財布やバッグといったビジネス革小物で主流のカラーといえば黒。だが、エレコムはビジネス小物の新シリーズ「MINIO」で、これまでなら“捨て色”だったグレートーンのくすみカラーを採用した。ビビッドな赤や黄色、濃色を効果的に差し色として使い、テレワークの普及で広がる新しい暮らしと働き方を見据えて展開する。くすみカラー採用のきっかけは、国際家具見本市「ミラノサローネ」でのカラートレンドだった。

「MINIO」シリーズ第1弾の名刺入れ。差し色をアクセントに、「うすく かるく スマートに」を体現。その後、iPhoneケース、パスケース、PCスタンドのビジネスアクセサリーシリーズを展開した
「MINIO」シリーズ第1弾の名刺入れ。差し色をアクセントに、「うすく かるく スマートに」を体現。その後、iPhoneケース、パスケース、PCスタンドのビジネスアクセサリーシリーズを展開した
本革と比較して薄くて軽いとされるヴィーガンレザーを使用。名刺入れは未収納時3.5ミリメートルの薄さを実現した
本革と比較して薄くて軽いとされるヴィーガンレザーを使用。名刺入れは未収納時3.5ミリメートルの薄さを実現した
後発のワークツール6種類のシリーズ。自立するガジェットボックスやバックパック、コンパクトなリストレスト、折り畳みマウスパッド、多機能デスクマット、折り畳みPCスタンドがある
後発のワークツール6種類のシリーズ。自立するガジェットボックスやバックパック、コンパクトなリストレスト、折り畳みマウスパッド、多機能デスクマット、折り畳みPCスタンドがある

 エレコムのMINIOシリーズは薄型でシンプルな名刺入れ「MINIO」の発売(2020年4月)以来、着実に充実してきた。ビジネス革小物のシリーズとして21年5月までにiPhoneケース、パスケース、PCスタンドを続けて発売。21年9月にはコロナ禍で多様化する働き方に着目して開発した、ノートPCを入れて運べるバックパックやマウスパッド、リストレストなどのワークツール6種類を発売している。

前回(第1回)はこちら

 「MINIO」シリーズの特徴は、グレーを基調としたくすんだ色味を前面に押し出した配色。裏地にはっきりとした色を組み合わせてバイカラーにすることでアクセントを付けている。「うすく かるく スマートに」をコンセプトに、ジェンダーレスで若者もファッション感覚で使いやすいデザインだ。

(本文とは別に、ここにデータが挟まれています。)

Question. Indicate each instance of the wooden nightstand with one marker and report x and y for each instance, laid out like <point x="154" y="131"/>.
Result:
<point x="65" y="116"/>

 MINIOシリーズを立ち上げた商品開発部デザイン課のデザイナー鹿野峻氏によれば、メインターゲットは20代後半から30代半ば。しかし、新型コロナウイルス感染症拡大によって急速に働き方が変化することで出現した市場のニーズを見越して、年齢層を問わずテレワークの導入で新たなツールを必要とするビジネスパーソンを幅広く視野に入れる。

 21年10月末時点で、直近1年のシリーズ累計販売数は2万8000点に達し、売り上げを順調に伸ばしているという。20年に発売した名刺入れは、狙い通りビビッドな差し色とグレーの組み合わせや、ジェンダーフリーな色味で人気が出た。在庫がなくなり販売を終了した商品も出ている。